Isso é realidade principalmente em tempos em que ocorrem grandes tragédias. Frente às desgraças que assolam o nosso mundo, a pergunta mais frequente que as pessoas formulam é esta: “E Deus? Onde está Deus?”. O questionamento indica que seus olhos estão impedidos de enxergar onde Deus está e o que Deus está fazendo.
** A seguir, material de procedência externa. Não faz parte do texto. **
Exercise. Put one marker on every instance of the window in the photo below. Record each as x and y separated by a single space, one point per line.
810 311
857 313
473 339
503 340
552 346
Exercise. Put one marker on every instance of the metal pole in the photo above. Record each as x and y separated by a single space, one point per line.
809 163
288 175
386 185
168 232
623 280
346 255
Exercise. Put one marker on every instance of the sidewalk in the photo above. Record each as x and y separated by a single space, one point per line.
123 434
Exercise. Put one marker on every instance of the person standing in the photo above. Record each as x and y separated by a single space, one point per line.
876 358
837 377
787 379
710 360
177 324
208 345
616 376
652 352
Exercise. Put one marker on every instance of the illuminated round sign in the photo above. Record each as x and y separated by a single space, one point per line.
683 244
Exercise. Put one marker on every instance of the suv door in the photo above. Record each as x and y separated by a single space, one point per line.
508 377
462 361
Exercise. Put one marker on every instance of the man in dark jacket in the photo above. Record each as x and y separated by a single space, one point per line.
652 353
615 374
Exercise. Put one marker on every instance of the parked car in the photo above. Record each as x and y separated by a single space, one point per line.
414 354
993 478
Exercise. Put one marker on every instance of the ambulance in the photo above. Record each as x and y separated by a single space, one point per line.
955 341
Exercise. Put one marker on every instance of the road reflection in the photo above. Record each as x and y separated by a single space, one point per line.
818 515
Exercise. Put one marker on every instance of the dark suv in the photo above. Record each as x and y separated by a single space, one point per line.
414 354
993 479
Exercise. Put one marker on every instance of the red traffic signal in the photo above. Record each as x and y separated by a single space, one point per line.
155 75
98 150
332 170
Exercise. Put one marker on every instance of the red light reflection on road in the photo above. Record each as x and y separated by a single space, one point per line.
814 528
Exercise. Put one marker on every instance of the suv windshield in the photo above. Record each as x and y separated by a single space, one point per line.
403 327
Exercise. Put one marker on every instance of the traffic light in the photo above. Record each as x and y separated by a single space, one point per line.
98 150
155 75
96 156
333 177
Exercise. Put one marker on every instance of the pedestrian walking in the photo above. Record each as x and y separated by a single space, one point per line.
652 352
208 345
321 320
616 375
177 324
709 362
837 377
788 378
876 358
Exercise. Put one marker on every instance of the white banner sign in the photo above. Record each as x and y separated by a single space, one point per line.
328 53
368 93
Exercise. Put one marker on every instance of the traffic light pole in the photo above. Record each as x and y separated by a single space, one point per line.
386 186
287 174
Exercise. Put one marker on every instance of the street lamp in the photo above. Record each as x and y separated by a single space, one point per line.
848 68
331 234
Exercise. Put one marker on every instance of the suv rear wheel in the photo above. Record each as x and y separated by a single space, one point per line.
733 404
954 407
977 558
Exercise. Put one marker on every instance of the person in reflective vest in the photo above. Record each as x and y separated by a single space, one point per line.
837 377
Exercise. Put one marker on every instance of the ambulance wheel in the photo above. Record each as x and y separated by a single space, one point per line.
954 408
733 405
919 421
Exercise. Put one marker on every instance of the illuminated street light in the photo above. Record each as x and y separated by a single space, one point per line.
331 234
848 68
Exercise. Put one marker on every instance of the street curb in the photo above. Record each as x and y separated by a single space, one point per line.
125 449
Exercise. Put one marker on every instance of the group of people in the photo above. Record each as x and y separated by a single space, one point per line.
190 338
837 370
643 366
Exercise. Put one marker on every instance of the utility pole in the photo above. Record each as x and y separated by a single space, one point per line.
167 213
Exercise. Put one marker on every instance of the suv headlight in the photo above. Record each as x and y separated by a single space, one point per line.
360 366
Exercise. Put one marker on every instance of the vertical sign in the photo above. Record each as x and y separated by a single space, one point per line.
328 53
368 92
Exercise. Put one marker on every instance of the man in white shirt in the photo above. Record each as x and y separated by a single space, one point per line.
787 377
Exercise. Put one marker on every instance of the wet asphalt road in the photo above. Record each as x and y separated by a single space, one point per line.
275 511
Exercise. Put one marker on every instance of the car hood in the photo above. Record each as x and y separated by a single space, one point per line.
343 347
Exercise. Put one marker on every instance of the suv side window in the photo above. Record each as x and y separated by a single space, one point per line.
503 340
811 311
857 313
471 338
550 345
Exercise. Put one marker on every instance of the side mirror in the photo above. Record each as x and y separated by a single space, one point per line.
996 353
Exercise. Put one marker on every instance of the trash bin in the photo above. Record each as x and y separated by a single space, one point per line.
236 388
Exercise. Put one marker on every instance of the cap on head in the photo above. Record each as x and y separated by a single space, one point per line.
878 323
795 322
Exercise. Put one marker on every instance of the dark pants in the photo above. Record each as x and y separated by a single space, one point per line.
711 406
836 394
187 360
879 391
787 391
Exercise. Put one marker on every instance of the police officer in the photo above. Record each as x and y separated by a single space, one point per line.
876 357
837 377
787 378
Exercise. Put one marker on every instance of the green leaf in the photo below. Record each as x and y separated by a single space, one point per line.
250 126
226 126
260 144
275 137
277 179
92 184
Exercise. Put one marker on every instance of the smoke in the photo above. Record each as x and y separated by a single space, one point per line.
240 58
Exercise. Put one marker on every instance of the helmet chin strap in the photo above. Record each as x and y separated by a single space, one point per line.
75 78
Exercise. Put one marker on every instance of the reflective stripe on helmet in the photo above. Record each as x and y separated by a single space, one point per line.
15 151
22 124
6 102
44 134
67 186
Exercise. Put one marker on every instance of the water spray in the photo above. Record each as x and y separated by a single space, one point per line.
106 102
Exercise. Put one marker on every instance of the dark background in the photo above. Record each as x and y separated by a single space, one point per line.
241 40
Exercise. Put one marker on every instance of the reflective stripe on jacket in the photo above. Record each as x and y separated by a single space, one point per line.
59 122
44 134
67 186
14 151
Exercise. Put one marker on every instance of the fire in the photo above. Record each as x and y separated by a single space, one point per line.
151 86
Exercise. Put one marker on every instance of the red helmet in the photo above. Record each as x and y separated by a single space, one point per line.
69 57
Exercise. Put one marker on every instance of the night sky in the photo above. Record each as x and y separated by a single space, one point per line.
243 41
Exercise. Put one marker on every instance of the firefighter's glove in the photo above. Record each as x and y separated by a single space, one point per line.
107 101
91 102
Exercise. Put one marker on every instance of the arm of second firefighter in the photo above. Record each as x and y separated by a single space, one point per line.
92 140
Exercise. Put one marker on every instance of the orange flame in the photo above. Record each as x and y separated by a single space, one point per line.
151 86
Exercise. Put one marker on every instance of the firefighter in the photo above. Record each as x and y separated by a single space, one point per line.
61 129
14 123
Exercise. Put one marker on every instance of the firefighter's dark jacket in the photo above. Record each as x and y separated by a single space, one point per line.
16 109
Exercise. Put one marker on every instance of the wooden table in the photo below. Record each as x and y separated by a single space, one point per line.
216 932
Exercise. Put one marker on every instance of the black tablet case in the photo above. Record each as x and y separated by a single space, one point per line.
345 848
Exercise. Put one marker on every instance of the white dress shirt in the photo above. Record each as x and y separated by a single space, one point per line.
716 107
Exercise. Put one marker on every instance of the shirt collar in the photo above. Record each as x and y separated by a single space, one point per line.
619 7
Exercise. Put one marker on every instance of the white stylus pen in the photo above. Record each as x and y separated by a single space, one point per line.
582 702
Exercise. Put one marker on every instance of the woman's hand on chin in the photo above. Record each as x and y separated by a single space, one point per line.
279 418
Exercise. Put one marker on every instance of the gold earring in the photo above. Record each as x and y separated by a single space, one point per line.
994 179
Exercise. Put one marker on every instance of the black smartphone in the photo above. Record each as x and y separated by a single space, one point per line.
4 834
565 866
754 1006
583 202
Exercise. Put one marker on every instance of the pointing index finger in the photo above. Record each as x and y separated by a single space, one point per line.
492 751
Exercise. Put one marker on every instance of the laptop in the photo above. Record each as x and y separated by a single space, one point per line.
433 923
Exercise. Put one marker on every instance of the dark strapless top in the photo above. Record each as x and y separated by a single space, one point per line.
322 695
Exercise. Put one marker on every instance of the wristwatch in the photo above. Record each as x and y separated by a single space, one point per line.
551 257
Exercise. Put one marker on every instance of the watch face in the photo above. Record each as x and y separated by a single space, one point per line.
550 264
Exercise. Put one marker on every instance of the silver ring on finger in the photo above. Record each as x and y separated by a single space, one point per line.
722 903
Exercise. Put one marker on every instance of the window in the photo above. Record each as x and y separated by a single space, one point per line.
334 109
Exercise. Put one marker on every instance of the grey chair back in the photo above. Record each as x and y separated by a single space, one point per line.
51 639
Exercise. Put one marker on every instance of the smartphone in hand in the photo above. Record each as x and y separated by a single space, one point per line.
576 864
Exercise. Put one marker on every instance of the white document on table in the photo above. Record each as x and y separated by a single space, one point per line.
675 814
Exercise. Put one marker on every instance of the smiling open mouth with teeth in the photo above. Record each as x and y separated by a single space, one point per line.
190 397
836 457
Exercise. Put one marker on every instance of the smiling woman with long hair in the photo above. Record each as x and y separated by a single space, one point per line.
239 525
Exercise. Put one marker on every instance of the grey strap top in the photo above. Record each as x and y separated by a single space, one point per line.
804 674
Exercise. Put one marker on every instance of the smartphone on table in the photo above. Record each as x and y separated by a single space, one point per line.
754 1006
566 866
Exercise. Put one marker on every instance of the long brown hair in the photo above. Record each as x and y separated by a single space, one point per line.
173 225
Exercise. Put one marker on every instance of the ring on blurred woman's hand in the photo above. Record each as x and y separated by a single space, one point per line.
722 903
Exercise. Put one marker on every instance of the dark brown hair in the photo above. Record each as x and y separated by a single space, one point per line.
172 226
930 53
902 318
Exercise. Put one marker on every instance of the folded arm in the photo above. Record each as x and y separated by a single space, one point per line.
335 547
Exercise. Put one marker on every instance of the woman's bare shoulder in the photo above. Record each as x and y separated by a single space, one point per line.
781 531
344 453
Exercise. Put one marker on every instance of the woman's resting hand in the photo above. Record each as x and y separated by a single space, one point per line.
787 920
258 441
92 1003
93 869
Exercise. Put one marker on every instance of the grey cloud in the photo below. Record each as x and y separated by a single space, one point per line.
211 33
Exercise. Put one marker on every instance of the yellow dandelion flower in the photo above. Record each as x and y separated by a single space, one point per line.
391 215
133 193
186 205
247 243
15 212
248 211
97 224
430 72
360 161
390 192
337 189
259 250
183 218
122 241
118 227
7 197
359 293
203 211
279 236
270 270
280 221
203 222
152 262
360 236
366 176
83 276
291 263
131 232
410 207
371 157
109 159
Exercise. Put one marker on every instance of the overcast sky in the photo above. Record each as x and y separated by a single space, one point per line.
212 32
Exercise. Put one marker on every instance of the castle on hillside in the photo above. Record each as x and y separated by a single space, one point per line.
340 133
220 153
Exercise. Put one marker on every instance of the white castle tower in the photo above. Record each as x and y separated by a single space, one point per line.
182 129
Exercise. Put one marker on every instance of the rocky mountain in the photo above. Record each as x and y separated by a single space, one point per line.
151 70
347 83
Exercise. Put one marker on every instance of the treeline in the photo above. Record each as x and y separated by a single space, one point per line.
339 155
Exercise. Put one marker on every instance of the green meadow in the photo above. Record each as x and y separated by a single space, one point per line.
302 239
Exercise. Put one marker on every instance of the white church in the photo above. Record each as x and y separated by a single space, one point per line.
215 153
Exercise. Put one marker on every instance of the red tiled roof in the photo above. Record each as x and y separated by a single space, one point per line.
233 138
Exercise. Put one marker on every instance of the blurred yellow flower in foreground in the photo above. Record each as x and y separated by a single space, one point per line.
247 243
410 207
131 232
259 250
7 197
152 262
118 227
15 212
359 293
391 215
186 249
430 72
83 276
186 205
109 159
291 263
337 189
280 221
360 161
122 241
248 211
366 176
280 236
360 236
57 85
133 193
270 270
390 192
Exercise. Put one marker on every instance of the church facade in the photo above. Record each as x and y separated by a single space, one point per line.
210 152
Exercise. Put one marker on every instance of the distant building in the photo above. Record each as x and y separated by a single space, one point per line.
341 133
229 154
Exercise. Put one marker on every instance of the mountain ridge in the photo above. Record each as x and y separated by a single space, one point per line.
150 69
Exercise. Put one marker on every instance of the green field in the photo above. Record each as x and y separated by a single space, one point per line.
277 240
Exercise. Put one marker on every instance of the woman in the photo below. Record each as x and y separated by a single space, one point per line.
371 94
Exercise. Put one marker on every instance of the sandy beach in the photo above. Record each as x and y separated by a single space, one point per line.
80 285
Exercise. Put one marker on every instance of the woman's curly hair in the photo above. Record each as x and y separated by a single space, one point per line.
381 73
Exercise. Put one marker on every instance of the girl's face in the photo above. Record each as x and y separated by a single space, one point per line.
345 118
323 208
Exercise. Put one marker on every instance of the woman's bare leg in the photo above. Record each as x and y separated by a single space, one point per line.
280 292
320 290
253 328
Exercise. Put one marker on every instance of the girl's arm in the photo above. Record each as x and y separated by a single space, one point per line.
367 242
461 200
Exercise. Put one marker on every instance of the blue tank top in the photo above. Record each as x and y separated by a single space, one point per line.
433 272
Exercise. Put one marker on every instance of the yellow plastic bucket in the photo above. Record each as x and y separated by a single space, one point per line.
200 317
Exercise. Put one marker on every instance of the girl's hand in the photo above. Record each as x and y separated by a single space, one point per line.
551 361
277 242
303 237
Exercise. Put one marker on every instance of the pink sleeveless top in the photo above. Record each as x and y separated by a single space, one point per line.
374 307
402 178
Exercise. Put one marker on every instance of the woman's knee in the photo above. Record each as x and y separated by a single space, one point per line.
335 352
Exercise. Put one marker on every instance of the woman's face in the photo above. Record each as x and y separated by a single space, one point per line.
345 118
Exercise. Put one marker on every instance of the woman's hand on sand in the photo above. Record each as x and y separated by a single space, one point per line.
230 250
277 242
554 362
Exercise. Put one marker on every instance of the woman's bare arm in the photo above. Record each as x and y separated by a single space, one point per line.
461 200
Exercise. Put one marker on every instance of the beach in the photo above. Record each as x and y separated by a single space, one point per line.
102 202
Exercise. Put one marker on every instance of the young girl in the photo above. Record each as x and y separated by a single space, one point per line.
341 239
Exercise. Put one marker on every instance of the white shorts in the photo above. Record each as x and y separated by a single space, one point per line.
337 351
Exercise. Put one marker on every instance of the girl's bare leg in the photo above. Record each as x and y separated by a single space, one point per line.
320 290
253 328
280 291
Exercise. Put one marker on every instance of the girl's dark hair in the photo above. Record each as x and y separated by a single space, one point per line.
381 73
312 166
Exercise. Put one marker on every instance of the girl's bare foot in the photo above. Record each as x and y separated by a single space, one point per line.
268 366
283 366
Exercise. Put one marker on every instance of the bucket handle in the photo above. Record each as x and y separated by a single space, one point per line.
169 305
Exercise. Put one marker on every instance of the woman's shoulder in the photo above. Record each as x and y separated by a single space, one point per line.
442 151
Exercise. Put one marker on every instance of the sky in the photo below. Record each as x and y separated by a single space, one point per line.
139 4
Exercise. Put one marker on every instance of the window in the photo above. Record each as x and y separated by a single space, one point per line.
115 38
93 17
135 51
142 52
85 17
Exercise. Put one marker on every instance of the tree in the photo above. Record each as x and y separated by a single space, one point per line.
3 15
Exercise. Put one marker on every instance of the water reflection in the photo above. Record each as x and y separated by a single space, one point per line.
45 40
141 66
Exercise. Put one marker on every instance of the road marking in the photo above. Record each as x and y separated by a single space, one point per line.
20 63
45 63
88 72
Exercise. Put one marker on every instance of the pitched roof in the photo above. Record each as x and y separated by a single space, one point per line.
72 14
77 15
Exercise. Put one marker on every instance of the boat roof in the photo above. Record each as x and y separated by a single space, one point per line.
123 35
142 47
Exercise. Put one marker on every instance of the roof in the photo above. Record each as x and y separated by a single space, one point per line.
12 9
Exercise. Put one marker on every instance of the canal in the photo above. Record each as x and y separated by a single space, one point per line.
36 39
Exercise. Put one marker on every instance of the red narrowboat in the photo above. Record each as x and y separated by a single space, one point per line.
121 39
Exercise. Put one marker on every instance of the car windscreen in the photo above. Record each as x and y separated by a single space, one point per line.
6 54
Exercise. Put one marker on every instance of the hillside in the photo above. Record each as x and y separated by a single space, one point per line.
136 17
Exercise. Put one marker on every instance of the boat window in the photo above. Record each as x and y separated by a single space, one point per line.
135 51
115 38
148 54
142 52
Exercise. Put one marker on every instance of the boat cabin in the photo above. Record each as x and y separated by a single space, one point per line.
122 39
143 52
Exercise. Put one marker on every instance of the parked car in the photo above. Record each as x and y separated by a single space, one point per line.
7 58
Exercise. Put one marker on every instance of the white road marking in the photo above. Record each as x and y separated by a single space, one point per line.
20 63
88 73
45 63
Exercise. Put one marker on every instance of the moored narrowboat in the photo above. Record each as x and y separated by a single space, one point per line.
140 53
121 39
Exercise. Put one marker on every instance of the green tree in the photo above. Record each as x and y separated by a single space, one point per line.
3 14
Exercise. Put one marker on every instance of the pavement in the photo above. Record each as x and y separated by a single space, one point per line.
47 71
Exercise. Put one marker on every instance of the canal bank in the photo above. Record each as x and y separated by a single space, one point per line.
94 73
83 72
Os três textos bíblicos de hoje abordam exatamente essa questão. Ao escrever aos cristãos de Corinto, Paulo faz referência a indivíduos que não creem porque o evangelho lhes está escondido devido ao fato de que “o deus deste mundo conservou a mente deles na escuridão”. Nas trevas, eles são incapazes de “ver a luz que brilha sobre eles, a luz que vem da boa notícia a respeito da glória de Cristo, o qual nos mostra como Deus realmente é”. Por outro lado, o texto de Marcos apresenta a transfiguração de Jesus. Pedro, Tiago e João tiveram o privilégio de ser testemunhas dela. Foi uma epifania. Manifestou a glória de Deus na pessoa de Jesus de Nazaré. Os três discípulos que a contemplaram ficaram apavorados, sem saber o que dizer. Jesus proibiu que contassem o que tinham visto, “até que o Filho do Homem ressuscitasse”. Sem nada entender, os discípulos passaram a discutir entre si o que queria dizer essa ressurreição. Finalmente, o texto de 2 Reis apresenta o arrebatamento de Elias. Eliseu desejou ter “dupla porção do seu espírito”. Diante desse pedido, Elias respondeu que tal lhe seria concedido com uma condição: “Se me vires ao ser arrebatado da tua presença, isso te será concedido”. Para obter dupla porção do espírito de Elias, Eliseu teria de “ter olhos para ver” a manifestação do poder de Deus.
2. Exegese
1) Ciclo de Eliseu
A Bíblia de Jerusalém coloca a narrativa do arrebatamento de Elias no ciclo de Eliseu. De fato, ela serve para marcar a transição do ministério profético de Elias ao de Eliseu. Fohrer lembra que “a profecia não constitui um fenômeno unicamente israelita ou do javismo. Profetas apareceram em muitas religiões e culturas, incluindo aquelas do antigo Oriente Médio”. Todavia, os israelitas não se limitaram a reproduzir o tipo de profecia de sua época. Ao contrário, como afirma Fohrer, a profecia do Antigo Testamento “transformou aquilo que tomou por empréstimo e preservou em si algo de único e diferente”.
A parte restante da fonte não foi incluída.